For quite some time I have been thinking of adding some ray casting into the Spatial Hash. The Spatial Hash is used for broad phase culling, eliminating objects that can’t intersect with what we want to test.

My former implementation only allowed tests against rectangles – when shooting a ray this might be very inefficient. For example, consider a diagonal ray going from x,y (0,0) to (100,100) in world coordinates. This world is represented in a spatial hash with, say, cell size 10. This means that the Spatial Hash would return all objects from the 100 cells that are overlapped by the rectangle set up by the ray. If we instead could only return the cells that the ray touches on its way from (0,0) to (100,100) we would reduce the number of potential objects a lot. Once we have obtained this subset we can do the narrow phase testing (fine grained ray tracing).

DDA

Now walking along a line from point A to B can be done in many ways, the most common is perhaps Bresenhams line algorithm. The problem with this approach is that it can make diagonal jumps and hence miss cells that the line actually pass over. This is where the DDA, or Digital Differential Analyzer yada yada, comes into the picture. I don’t know why anybody would name it such. Perhaps it’s just me that don’t get it. Bresenham seems like a decent guy, “hey I have a line algorithm, lets name it after myself and with the word line to it.”

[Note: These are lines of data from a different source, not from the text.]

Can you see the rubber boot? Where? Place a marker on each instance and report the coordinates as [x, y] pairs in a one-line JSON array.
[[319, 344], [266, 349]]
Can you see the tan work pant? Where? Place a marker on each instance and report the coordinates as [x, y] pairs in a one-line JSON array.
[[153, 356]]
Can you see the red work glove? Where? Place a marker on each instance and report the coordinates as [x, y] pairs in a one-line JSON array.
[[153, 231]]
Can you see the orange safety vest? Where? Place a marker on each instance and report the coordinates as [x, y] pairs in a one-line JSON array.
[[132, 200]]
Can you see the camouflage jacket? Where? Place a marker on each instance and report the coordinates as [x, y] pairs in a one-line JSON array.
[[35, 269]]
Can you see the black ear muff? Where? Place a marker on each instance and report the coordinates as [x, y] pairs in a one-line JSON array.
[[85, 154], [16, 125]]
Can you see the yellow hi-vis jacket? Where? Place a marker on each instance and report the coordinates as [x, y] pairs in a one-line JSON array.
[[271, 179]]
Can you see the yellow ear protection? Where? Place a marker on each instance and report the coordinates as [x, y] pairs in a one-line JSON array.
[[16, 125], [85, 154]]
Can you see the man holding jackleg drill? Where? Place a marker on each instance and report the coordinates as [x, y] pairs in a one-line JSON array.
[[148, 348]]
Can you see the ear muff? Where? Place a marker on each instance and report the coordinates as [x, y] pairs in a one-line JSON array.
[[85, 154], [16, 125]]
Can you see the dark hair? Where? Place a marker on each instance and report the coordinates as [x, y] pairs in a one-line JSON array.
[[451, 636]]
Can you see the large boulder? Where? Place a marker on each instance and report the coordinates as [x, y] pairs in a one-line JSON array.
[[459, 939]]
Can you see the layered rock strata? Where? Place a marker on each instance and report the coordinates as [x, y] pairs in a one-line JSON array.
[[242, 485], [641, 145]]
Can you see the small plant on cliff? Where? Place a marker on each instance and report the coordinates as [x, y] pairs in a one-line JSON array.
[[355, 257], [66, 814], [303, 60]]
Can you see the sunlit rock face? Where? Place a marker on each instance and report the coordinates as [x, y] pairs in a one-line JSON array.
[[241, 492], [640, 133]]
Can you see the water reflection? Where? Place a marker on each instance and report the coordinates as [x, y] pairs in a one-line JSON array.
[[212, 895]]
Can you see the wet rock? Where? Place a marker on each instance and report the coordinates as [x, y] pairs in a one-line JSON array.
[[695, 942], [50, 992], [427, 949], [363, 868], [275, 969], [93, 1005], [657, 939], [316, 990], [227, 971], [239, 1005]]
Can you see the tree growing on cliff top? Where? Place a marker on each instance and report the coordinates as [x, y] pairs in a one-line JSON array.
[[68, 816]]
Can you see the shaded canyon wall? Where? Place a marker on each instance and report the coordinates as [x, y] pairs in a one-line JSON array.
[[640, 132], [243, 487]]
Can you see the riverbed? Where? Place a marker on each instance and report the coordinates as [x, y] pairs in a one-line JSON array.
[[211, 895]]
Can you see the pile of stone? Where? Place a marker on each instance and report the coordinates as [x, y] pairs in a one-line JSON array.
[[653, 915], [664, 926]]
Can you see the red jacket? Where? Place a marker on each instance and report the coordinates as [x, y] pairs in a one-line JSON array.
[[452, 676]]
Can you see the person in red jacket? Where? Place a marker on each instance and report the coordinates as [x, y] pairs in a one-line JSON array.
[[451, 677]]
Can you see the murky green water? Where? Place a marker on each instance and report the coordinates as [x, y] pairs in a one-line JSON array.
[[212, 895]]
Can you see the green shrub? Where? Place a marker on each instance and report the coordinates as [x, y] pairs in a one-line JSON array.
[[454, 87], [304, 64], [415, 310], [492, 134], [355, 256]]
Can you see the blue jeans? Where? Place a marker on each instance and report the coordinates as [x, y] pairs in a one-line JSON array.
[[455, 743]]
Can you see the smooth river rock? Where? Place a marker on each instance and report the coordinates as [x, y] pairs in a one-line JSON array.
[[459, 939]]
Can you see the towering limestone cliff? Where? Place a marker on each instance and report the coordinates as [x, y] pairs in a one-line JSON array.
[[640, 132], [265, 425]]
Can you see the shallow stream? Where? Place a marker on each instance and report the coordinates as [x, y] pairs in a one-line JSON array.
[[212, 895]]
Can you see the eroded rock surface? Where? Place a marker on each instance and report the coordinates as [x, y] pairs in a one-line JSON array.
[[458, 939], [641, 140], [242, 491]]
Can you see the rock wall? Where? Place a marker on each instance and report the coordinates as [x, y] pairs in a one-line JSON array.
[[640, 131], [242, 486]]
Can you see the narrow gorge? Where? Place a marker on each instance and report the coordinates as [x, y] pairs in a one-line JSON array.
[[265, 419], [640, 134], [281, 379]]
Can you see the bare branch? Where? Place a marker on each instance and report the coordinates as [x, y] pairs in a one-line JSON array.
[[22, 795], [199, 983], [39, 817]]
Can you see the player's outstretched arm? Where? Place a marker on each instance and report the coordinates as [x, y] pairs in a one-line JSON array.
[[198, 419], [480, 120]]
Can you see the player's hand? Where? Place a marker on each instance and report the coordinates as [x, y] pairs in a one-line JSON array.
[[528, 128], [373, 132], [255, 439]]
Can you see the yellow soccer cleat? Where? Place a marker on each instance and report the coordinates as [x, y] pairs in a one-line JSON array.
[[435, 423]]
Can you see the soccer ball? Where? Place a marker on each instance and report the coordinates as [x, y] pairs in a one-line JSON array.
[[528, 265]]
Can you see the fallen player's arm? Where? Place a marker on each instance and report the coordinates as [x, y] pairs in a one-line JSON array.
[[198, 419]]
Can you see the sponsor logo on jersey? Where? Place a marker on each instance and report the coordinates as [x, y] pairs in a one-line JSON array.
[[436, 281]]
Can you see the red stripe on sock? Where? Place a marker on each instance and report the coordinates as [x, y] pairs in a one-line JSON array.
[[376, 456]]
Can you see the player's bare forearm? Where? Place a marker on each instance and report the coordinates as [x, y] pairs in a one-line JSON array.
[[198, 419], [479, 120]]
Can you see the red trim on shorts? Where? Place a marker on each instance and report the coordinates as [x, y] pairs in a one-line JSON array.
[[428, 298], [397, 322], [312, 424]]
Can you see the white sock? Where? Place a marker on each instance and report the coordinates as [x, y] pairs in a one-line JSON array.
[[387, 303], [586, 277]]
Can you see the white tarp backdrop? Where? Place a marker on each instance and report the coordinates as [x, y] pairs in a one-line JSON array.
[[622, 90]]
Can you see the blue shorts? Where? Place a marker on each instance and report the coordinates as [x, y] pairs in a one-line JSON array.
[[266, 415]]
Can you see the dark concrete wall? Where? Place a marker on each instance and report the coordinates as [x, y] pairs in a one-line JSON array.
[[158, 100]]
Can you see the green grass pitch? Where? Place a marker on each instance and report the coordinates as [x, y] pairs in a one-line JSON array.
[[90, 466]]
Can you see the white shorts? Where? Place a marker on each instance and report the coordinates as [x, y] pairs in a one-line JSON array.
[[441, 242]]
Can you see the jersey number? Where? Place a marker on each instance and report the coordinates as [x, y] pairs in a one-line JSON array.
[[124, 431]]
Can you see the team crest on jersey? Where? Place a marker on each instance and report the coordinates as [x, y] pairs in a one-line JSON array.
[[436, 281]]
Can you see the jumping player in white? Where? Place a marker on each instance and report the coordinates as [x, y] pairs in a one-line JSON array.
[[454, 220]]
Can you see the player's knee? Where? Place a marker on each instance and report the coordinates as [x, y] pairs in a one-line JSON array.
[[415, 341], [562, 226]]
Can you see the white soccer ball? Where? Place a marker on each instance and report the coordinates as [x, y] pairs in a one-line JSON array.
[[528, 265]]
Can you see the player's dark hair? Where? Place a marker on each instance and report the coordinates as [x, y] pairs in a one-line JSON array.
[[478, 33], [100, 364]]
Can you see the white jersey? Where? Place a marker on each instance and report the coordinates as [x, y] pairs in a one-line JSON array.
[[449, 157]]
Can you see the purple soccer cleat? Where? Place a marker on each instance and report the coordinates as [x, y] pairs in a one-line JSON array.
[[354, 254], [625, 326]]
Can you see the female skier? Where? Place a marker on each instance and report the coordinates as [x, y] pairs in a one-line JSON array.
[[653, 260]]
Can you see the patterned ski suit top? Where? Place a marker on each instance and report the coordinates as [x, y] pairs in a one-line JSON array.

Anyway, as opposed to Bresenhams line algorithm, DDA will touch all cells the line is moving over. So if you move from (0,0) to (1,1) it will not make a direct jump to (1,1) but first go via (1,0) or (0,1). This is exactly what we need to make sure we capture all cells along a rays direction.

A visual demo

Click somewhere in the flash to mark the start position of the line, then click again to mark the end pos. The grid is the cells in the spatial hash and the objects are random hash values. Objects that are returned by the raycast are highlighten.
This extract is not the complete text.